Oral low-dose minoxidil (0.25–1.25 mg/day in women) has emerged as a highly effective option based on multiple retrospective and prospective studies. It avoids the scalp application issues of topical minoxidil and achieves better distribution to diffuse hair thinning. This is off-label but widely used by dermatologists and internists familiar with the literature. Contraindications include low blood pressure and heart conditions — physician evaluation required.
Spironolactone
An aldosterone antagonist with anti-androgenic properties. Used off-label for female pattern hair loss and PCOS-related hair loss. Typical dosing 50–200 mg daily. Reduces androgen effect on hair follicles. Not appropriate in pregnancy (teratogenic) — requires reliable contraception in women of reproductive age. Often combined with minoxidil for enhanced effect.
Finasteride in Women
Finasteride is FDA-approved for male pattern hair loss at 1 mg/day. In postmenopausal women, finasteride has shown benefit for FAGA in several RCTs and is used off-label. It is absolutely contraindicated in premenopausal women due to teratogenicity (can cause feminization of a male fetus). At YourMD, finasteride for women is only appropriate postmenopausal and with appropriate documentation.
Dutasteride
More potent 5-alpha reductase inhibitor than finasteride. Emerging evidence in women. Similar contraindication profile. Reserved for cases not responding to finasteride.

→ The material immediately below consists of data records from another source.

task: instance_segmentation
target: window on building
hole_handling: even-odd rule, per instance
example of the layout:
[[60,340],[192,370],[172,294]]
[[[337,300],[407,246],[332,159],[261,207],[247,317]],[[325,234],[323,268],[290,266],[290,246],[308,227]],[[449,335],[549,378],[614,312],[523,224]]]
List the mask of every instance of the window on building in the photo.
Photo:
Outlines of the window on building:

Platelet-Rich Plasma (PRP)
Injections of concentrated growth factors from the patient's own blood into the scalp. Growing evidence for FAGA; requires a series of in-person treatments. Not something YourMD prescribes (requires in-person procedure), but can be complementary to systemic therapy.
What YourMD Offers
Via telehealth: physician-supervised evaluation, lab ordering (ferritin, TSH, androgens), and prescription of topical minoxidil, oral minoxidil, or spironolactone with appropriate monitoring. Finasteride for postmenopausal women only. We do not treat alopecia areata via telehealth — that requires clinical examination, possibly biopsy, and often dermatology referral for JAK inhibitor therapy.
If you've been losing hair for more than 6 months without a diagnosis, the most useful first step is labs — not buying another bottle of biotin.